Structuring Your Archive
Before we delve into the details
of workflow-based image processing, let’s take a moment to consider an
important topic that tends to be overlooked, but that can have a
significant impact on your workflow—namely, how to optimally structure
your rapidly-growing collection of digital image files. As you’ve
no doubt already noticed, collections of digital images tend to grow
very rapidly, and can easily become a dense, unmanagable mess.

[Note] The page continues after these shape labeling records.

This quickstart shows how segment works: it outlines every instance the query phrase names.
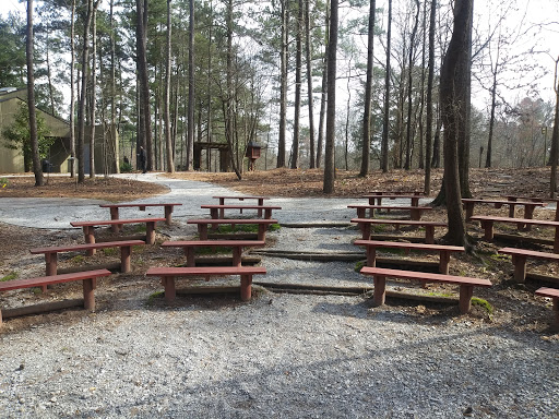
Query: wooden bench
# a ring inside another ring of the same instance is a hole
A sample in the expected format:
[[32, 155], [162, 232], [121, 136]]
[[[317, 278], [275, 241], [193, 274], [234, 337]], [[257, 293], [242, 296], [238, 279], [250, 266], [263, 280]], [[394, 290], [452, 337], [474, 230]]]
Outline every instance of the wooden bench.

The critical issue here is how to efficiently find what you’re looking
for in that mess, when the need arises—i.e., how to find the proverbial
needle in a haystack.
As it turns out, this very issue has been subjected
to intense academic investigation over the past few decades, primarily
in the field of information retrieval.
Unfortunately, the science of information retrieval, as applied to
digital images, has advanced rather more slowly than the other areas of
that field. The problem is that computers really aren’t very good
at figuring out what an image file actually depicts—i.e., whether it’s an image
of a golden-winged warbler at dawn, or of the Eiffel tower at
dusk. For all intents and purposes (i.e., in the absence of
carefully curated databases and highly trained classification
algorithms), the computer has no idea what the image contains.
Thus, to make automated searching for particular
images in your growing archive feasible, you’re going to have to tell
the computer what each image contains: whether a blackbird clinging to
a cattail, an osprey feeding bits of fish to its offspring, or an
ostrich with its head in the sand. The simplest way to do this is
to indicate the photo’s semantic content via the image’s
filename. For example, an image showing a juvenile osprey
exercising its flight muscles in the nest might be called osprey-chick-flapping.jpg. In
all likelihood, if you’ve got one such image, then you’ve probably got
many, so you’ll want to number them—e.g., osprey-chick-flapping-47.jpg.
The idea is simply to spell out in the filename what the image
shows. The purpose of doing so is to allow the computer’s
automated file searching tools to find the images that satisfy whatever
criteria you give them. You might, for example, search for all
photos depicting ospreys, or all photos depicting osprey chicks, or all
photos depicting osprey chicks flapping their wings. When
choosing a filename for an image, you really need to think about the
types of automated searches you might perform in the future; your
ability to find particular photos later will depend on how well you’ve crafted their names.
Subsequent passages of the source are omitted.